Professor Tomáš Hanke's research aims to make significant contributions towards the development of a safe and effective HIV-1 vaccine mainly through induction of protective T-cell responses. He strives to maintain a balance between basic and translational research. He oversees a busy pre-clinical programme encompassing characterisation of natural and vaccine-elicited anti-HIV-1 T-cell responses, explores novel vaccine modalities and optimizes their immunogenicity in heterelogous prime-boost regimens in mice and macaques. He co-ordinates a clinical programme assessing candidate HIV vaccines in humans in the UK, Europe, Africa and the US.

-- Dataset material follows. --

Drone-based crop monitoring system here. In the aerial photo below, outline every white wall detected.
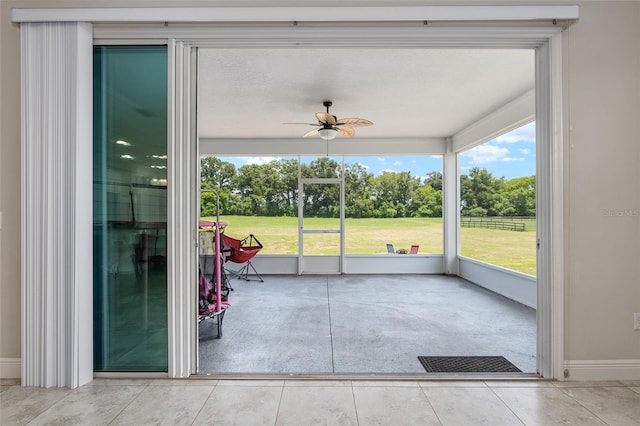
[565,1,640,379]
[0,0,640,379]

HIV-1 diversity is astonishing and remains the single biggest challenge for HIV-1 vaccine development. Viruses with highly variable genomes such as HIV-1 rapidly mutate epitopes to escape T-cell and Ab recognition, and the immune pressure selects the fittest escaped variants to overgrow. This immediately suggests that epitopes that are easily mutated and escape with minimal fitness cost are less protective than epitopes in the protein regions constrained by function. Therefore, Professor Hanke's hypothesis postulates that (re)focusing from the onset of virus infection or reactivation vaccine-elicited killer T cells on the most conserved, and therefore vulnerable regions of HIV-1, which are common to most global variants and are hard to mutate, will slow and control HIV-1. Conserved regions contain epitopes typically subdominant and therefore underutilized in natural HIV-1 infection due to domination by their hypervariable non-protective ‘decoy’ counterparts. If the vaccine strategy proves effective, its cross-clade reach offers a global vaccine deployment: it would be universal despite HIV-1 diversity. To this end, Professor Hanke and colleagues demonstrated in a series of phase 1 and 2 trials in humans induction of robust broadly specific T cells targeting vulnerable parts of HIV-1. These T cells inhibited viruses representative of four major global clades and provided a signal of a durable virus control after stopping virus inhibition by ART in vaccinated patients treated during primary HIV-1 infection. Upgraded 2nd-generation vaccines called HIVconsvX with optimized conserved regions and increased match to global HIV-1 variants by a bivalent mosaic design entered clinical evaluations in 2019. These and other upcoming trials will generate unique human samples, which will further our understanding of protective anti-HIV-1 killer T-cell responses.